They are roommates, prone to the occasional spats that erupt when two people live in close proximity to each other. And they are sisters, united by genes and memories tugging back more than 80 years.

Both facts matter equally within the small space that Thelma Wines and Margaret Wootten share, a downstairs corner room at Manor Care nursing home in Silver Spring. Bland but not unpleasant, it probably will be the women's final address.

Each has her own television (the two sets are positioned almost side by side) because Thelma likes watching Lawrence Welk and Margaret prefers soaps and "The Price Is Right." Each harbors her own candy drawer because Thelma enjoys Cadbury chocolate while Margaret (who has diabetes) must stick to sugar-free treats.

But the fading photos on the walls illustrate the common markers of their lives--the dapper man Margaret still calls Pop, the demure-looking woman who was Mother, the modest Methodist church they attended while growing up.

"We get along all right," Thelma said, although she allows that things "get a little rough once in a while." Specifically, there has been laundry thrown. The sisters, long and lanky, both grin. "Nobody ever got hurt with laundry," Thelma scoffed.

This seems a fitting epilogue to a lifetime of togetherness forced more by circumstances than choice. Margaret, now 87, is the older by a year, but because she once was deemed retarded and uneducable, someone always has taken care of her. As a 1998 Washington Post story on the sisters detailed, initially it was her parents on the family farm in Burtonsville. Later it was Thelma, in the house her first husband built on that same land.

Of late, their roles have reversed. Not that Margaret's in charge of Thelma, but as the stronger sister--the one who needs a walker instead of a wheelchair to get around--she's suddenly setting the pace. Off to bingo. Off to arts and crafts. Off to get her hair done and nails painted.

Thelma must work to keep up.

"I just think they belong together, especially now," said Stephanie Renn, a longtime neighbor who visits several times a month. "There's no other family left."

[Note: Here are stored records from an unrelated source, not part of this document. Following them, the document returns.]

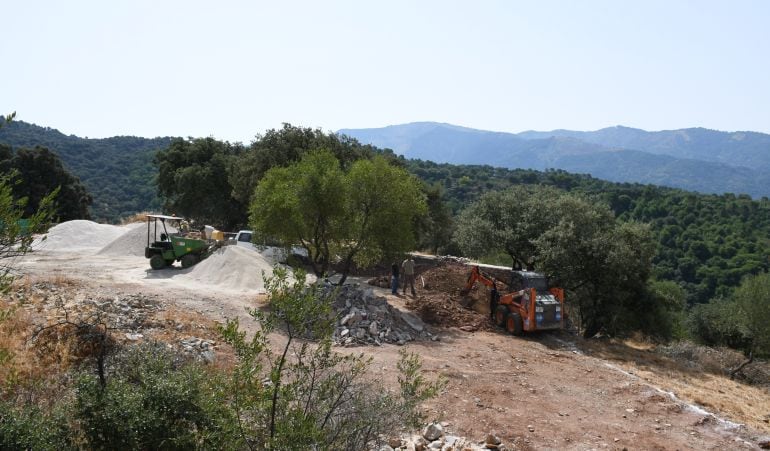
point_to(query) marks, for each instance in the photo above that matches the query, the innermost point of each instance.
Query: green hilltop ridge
(118, 171)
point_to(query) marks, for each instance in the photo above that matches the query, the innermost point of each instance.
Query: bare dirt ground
(544, 391)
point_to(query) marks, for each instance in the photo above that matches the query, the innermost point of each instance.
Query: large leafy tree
(38, 172)
(357, 216)
(285, 146)
(752, 299)
(507, 221)
(193, 181)
(435, 229)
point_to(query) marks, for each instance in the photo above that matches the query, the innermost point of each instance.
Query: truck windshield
(538, 283)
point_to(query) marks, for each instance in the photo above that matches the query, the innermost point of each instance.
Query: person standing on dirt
(408, 268)
(394, 278)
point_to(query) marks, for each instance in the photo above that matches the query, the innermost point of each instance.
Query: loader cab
(521, 280)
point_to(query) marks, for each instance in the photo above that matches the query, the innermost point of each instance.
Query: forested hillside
(706, 243)
(118, 172)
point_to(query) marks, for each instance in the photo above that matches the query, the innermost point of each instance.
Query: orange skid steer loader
(532, 307)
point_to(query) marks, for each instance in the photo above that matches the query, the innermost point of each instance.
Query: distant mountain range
(696, 159)
(120, 174)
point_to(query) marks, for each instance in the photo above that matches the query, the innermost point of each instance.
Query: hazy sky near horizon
(233, 69)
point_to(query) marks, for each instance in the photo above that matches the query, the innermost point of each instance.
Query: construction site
(518, 377)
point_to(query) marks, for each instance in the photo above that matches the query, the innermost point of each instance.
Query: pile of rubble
(434, 438)
(367, 319)
(199, 348)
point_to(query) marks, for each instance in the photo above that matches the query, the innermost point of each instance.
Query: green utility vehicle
(165, 248)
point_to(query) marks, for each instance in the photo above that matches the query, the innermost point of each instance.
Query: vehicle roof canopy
(164, 217)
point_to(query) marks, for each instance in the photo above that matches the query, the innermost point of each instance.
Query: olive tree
(752, 299)
(358, 216)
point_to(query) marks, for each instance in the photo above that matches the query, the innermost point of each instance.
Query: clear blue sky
(232, 69)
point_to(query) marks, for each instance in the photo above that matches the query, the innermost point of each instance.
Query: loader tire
(513, 324)
(501, 313)
(189, 260)
(157, 262)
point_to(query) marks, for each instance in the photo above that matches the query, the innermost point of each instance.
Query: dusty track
(545, 391)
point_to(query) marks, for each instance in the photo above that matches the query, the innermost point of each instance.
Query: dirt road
(545, 391)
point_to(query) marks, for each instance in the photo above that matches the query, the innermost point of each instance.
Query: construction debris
(367, 319)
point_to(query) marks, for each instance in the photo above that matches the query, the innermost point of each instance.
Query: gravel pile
(234, 267)
(132, 242)
(79, 235)
(433, 437)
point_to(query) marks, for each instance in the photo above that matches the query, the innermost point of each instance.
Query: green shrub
(305, 396)
(151, 400)
(29, 427)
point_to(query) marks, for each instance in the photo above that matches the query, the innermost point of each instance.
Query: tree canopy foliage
(604, 264)
(35, 173)
(118, 172)
(705, 243)
(360, 215)
(282, 147)
(192, 180)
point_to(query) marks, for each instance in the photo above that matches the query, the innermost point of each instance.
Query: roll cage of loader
(164, 247)
(529, 306)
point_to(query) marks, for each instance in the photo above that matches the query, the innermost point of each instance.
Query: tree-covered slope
(118, 171)
(706, 243)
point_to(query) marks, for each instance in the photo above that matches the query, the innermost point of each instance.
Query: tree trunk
(736, 370)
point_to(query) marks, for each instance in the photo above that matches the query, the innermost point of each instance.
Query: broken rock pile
(367, 319)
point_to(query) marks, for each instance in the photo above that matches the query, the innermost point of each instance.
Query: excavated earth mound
(78, 235)
(441, 304)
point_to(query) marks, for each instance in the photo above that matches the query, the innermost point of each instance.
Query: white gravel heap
(234, 267)
(133, 241)
(78, 235)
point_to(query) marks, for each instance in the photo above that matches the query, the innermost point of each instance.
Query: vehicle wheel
(189, 260)
(157, 262)
(513, 324)
(501, 313)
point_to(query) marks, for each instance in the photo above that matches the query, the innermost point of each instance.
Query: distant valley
(696, 159)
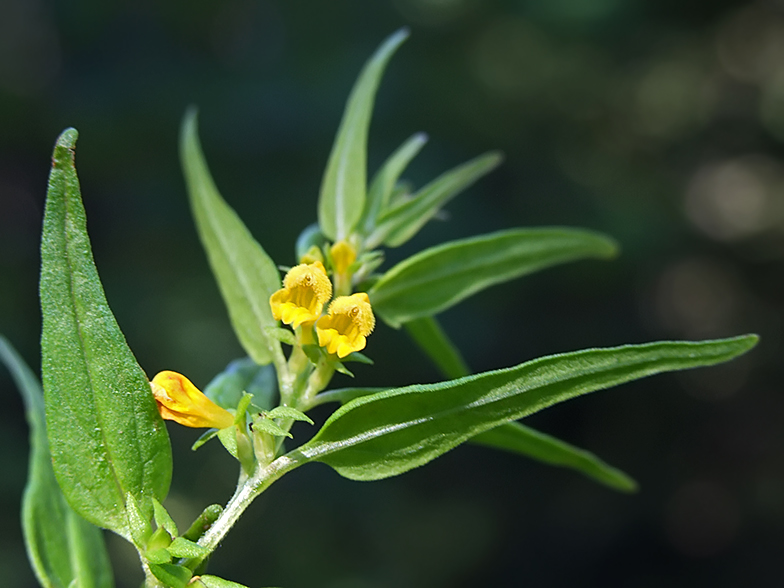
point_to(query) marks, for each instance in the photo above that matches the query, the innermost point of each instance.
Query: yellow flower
(305, 290)
(180, 401)
(349, 322)
(343, 255)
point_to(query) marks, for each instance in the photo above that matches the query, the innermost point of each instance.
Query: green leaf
(228, 438)
(159, 555)
(343, 395)
(62, 546)
(439, 277)
(399, 224)
(244, 375)
(139, 528)
(282, 335)
(172, 575)
(386, 178)
(203, 522)
(105, 434)
(343, 188)
(247, 277)
(163, 519)
(207, 435)
(261, 423)
(428, 334)
(287, 412)
(389, 433)
(526, 441)
(181, 547)
(216, 582)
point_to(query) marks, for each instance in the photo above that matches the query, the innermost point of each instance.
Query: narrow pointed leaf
(518, 438)
(343, 188)
(246, 276)
(61, 546)
(343, 395)
(515, 437)
(389, 433)
(439, 277)
(105, 434)
(399, 224)
(215, 582)
(244, 375)
(386, 178)
(431, 338)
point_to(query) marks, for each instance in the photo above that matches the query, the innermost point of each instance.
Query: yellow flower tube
(306, 288)
(346, 327)
(180, 401)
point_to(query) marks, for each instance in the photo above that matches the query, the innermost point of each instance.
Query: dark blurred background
(658, 122)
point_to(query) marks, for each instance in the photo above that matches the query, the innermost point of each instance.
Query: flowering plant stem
(243, 496)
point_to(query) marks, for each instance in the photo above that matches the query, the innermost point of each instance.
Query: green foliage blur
(657, 122)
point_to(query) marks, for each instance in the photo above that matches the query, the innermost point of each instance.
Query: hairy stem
(243, 497)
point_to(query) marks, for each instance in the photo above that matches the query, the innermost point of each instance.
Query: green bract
(110, 456)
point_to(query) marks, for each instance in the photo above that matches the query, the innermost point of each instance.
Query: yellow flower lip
(346, 327)
(180, 401)
(306, 288)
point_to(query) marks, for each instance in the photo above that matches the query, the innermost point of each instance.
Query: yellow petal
(180, 401)
(346, 327)
(306, 288)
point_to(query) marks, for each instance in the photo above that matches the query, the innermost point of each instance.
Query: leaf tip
(67, 139)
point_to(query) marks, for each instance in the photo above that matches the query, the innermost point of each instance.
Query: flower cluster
(306, 288)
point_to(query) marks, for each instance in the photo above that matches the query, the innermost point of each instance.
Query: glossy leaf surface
(389, 433)
(342, 197)
(386, 178)
(62, 546)
(105, 434)
(246, 275)
(523, 440)
(397, 225)
(431, 338)
(514, 437)
(439, 277)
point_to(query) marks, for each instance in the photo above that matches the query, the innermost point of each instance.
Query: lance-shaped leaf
(389, 433)
(439, 277)
(523, 440)
(397, 225)
(386, 178)
(62, 546)
(246, 276)
(343, 188)
(431, 338)
(105, 434)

For a while, with medical bills running high and the meager bank account from a monthly Social Security check running low, a far different ending loomed. The pair had their small and increasingly dilapidated house, though thanks to a much-regretted decision a decade earlier to deed the property to the Seventh-day Adventist church across the street, they no longer had access to the equity in it. The fear was that they'd be forced to move and, in the process, be separated permanently.

The church only agreed to return the deed at the eleventh hour last year. Yet that allowed the sisters to borrow against the property's value to cover their expenses for nearly 14 more months, including a day program that provided Margaret her first "schooling" since about 1918.

Lisa Becraft, another neighbor who is the sisters' tenacious protector and holds power of attorney, used part of the money to surprise Thelma and Margaret with their first new clothes in decades--everything from socks to underwear to coats. "Everything they had was threadbare," she said.

Becraft also dressed up the house with new drapes and, as required by the sisters' lender, tackled such basics as the leaking roof, collapsing chimney, peeling paint and decaying basement. Margaret was so happy, according to Becraft, "she bawled for three days: 'My home has never looked this good!' "

The cash infusion began to run out this spring. By then, deteriorating health meant Thelma already was at Manor Care. It seemed natural that Margaret would join her, and three days before their house sold in June she did. Not as roomies, however. In fact, the two were on different floors.

But when Margaret began clashing with the other woman in her room, the solution was obvious. "I said, 'Just put them together,' " Becraft recounted with affectionate frustration. "They're getting used to it. They're back to their old habits of sitting together to watch TV."

Only one set was blaring when Becraft and Renn stopped by last week. "Hi, girls," Becraft called out as Renn delivered kisses to each. The evening was spent in easy conversation about how their former house looks, where two fox-hunting prints now reside and the little girl who has Margaret's dusting-cap doll.

"Oh, I'm glad somebody's got something of mine," Margaret said.

The visit ended with the usual question of whether either needed anything.

"I want some of your string beans," Margaret informed Becraft.

"You want me to cook them with fatback or smoked turkey?" Becraft asked.

"Smoked turkey," Margaret chose.

Given that Becraft spent some funds prepaying funerals, both women are set for life and death. Both will be buried at Union Cemetery in Burtonsville, Margaret near her parents and Thelma beside her first husband. Thelma also has requested that she wear her pink dress with gold trim and gold wedding shoes--the ones with bells on them.

CAPTION: Sisters Margaret Wootten, 87, left, and Thelma Wines, 86, have lived together their entire lives.

CAPTION: Thelma Wines, 86, right, and Margaret Wootten, 87, share a room at Manor Care nursing home in Silver Spring. "We get along all right," Thelma said, though she did admit that there has been laundry thrown in the past.